PTSD, MDD, GAD, DID, OCD, and even an eating disorder are all invisible to those who do not know. I sit in a classroom and look “ok”. I sit in a common area and blend in. 

Inside, parts are screaming that all they want to go home. Some want to study for the next exam, even though we have not taken this one. Some feel like the home work that is just put up and is due next week has to get done now. Some want to run out of here because they feel trapped in silence.

The depression gets worse at this time of year. It envelopes me even as I try to go on. Getting out of bed is hard. People say “but you did it.” Sure, and there are internal consequences for doing that simple action.

Inside, we want to work on all of the stuff that is being brought up. Having to come face to face with a demon is hard. Inside, we are screaming even though we are quietly sitting somewhere outside.

People may be more accepting of mental illness. That fact is that most, not all do not want to know. Sure, they may know what depression is or can relate to feeling sad, yet can they relate to the feeling of not being able to go on for another minute. To feel like everything is crashing down.

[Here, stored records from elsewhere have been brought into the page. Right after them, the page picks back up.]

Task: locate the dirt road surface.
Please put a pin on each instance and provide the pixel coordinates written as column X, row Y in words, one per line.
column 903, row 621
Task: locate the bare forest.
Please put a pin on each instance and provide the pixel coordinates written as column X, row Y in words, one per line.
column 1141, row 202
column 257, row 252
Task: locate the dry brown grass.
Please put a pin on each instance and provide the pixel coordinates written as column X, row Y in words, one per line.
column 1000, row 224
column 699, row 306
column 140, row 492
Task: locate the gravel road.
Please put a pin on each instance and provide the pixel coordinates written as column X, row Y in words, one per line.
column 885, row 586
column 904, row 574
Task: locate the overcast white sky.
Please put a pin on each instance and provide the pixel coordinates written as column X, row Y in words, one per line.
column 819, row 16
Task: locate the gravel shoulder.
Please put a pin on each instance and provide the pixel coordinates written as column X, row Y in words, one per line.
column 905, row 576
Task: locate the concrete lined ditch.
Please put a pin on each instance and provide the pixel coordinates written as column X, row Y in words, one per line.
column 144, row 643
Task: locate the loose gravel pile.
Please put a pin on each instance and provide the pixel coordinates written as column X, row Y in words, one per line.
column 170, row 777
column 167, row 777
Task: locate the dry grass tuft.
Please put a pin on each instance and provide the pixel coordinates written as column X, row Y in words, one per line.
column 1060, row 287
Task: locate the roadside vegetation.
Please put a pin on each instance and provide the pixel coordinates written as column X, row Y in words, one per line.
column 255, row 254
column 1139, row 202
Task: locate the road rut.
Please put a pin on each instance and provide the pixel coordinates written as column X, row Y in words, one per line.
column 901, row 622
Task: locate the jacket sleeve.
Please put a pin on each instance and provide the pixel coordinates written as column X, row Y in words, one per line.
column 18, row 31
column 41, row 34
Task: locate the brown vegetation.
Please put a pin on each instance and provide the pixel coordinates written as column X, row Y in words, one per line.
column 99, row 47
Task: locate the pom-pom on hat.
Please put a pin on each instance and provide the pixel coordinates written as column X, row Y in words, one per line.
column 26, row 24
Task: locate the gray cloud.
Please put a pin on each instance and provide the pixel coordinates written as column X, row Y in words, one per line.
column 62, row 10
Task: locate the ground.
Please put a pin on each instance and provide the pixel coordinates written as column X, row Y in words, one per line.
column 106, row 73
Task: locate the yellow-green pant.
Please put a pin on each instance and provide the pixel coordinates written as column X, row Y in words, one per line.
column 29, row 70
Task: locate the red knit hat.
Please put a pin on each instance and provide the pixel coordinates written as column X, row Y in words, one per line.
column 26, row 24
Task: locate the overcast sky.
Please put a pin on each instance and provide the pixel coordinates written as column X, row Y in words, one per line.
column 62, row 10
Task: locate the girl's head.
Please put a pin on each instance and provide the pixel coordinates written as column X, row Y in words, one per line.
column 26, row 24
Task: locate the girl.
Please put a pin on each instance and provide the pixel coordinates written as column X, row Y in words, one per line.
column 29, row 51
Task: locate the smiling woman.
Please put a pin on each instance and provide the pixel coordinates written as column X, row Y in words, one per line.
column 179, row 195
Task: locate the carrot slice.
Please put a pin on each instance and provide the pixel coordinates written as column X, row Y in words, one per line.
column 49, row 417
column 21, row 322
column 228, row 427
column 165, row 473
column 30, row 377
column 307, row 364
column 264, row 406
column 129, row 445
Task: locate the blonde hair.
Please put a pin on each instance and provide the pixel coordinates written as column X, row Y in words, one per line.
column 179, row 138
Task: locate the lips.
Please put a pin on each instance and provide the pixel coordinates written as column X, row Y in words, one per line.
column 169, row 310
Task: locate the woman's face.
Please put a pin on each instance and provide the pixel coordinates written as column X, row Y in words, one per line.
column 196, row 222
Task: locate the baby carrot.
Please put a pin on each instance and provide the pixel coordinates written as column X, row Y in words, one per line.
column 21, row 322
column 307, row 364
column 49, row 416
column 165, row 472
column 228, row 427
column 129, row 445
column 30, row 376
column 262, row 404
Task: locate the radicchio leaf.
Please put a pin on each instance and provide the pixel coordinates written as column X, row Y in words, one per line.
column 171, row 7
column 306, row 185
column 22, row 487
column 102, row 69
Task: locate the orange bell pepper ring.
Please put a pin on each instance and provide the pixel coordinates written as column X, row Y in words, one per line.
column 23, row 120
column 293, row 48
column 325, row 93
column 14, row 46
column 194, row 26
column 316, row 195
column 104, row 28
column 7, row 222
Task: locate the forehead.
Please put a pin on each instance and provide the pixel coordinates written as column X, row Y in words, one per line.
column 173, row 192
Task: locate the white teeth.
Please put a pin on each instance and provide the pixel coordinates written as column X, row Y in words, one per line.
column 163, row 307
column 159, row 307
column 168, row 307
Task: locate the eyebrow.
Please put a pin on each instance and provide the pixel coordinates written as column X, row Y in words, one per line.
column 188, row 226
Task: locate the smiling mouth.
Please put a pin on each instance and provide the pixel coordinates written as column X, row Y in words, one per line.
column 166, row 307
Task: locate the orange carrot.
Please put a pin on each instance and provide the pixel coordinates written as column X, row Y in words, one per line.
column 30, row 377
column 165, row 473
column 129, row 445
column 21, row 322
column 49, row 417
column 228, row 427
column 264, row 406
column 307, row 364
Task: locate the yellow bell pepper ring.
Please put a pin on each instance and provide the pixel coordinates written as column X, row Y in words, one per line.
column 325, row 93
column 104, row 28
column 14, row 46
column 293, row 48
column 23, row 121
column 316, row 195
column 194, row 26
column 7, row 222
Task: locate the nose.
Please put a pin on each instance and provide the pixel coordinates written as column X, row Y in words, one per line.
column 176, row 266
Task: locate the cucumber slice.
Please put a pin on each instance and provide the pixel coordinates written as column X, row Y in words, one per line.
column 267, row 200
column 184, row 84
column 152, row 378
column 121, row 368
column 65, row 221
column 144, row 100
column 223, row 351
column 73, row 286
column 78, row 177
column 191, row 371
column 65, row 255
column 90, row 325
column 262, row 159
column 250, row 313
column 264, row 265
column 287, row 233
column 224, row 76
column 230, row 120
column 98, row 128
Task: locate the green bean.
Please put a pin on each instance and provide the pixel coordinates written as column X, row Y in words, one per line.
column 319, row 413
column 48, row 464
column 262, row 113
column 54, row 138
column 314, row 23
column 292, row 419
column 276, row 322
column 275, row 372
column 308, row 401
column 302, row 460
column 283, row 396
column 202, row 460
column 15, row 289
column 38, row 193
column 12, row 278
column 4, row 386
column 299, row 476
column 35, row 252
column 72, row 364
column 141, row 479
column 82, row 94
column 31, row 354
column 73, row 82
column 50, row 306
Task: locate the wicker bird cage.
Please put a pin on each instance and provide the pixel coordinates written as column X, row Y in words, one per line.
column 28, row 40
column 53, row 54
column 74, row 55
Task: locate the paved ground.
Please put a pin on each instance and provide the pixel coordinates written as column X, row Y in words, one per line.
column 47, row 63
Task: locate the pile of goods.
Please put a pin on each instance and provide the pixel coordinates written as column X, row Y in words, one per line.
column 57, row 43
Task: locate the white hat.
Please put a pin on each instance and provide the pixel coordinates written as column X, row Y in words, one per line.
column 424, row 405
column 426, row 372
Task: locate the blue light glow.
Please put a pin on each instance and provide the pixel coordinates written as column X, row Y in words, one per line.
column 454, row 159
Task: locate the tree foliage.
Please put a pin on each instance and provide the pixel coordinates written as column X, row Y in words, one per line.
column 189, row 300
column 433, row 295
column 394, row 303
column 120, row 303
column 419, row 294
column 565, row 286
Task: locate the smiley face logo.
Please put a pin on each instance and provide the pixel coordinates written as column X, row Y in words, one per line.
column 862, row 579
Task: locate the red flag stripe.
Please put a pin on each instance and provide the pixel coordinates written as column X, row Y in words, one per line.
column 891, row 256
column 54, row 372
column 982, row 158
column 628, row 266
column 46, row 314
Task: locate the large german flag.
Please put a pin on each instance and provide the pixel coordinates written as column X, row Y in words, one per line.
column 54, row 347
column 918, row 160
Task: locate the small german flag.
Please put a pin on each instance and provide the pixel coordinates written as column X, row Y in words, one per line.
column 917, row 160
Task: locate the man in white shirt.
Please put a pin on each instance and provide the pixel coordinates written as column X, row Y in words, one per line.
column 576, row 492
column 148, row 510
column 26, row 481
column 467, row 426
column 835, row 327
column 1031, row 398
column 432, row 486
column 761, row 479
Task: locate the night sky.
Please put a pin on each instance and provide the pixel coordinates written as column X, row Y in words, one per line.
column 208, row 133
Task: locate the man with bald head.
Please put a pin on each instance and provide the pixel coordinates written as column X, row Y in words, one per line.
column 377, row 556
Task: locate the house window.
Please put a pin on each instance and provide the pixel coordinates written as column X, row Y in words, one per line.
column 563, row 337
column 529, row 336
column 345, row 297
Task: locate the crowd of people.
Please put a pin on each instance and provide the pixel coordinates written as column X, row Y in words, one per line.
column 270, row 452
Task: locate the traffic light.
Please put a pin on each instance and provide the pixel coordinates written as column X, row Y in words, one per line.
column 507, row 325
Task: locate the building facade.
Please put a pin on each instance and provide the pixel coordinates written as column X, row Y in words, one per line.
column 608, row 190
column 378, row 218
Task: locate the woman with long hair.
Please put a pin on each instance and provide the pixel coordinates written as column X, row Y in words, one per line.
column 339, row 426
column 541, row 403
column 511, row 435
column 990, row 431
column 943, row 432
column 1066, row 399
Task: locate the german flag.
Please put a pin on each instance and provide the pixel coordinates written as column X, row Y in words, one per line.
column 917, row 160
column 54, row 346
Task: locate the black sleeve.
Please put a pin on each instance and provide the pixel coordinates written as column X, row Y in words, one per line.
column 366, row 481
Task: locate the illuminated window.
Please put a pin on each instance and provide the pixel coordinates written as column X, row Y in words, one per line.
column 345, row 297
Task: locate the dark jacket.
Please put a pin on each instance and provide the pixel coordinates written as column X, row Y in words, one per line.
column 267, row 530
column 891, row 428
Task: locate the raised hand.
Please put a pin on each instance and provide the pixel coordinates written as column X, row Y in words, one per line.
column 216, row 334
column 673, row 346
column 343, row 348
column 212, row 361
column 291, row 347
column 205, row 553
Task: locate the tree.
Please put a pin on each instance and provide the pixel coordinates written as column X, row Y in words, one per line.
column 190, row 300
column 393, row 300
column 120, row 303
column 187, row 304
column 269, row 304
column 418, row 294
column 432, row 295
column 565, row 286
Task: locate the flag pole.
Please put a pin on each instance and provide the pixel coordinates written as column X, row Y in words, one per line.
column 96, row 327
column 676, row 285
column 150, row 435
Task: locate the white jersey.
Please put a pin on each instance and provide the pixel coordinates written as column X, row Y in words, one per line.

I feel like as a person with a mental illness, it is still not ok with most of society to show it. On my really bad days, I feel like it is a scarlet letter if someone is looking close enough. Maybe they see me take a PRN or coloring. Maybe they see that I struggle to get basic things accomplished or have the recorder turned on because it is just to much to listen to the lecture.

Either way, I am barely holding it together. Sure, nothing is outwardly that different, yet inside is a huge mess.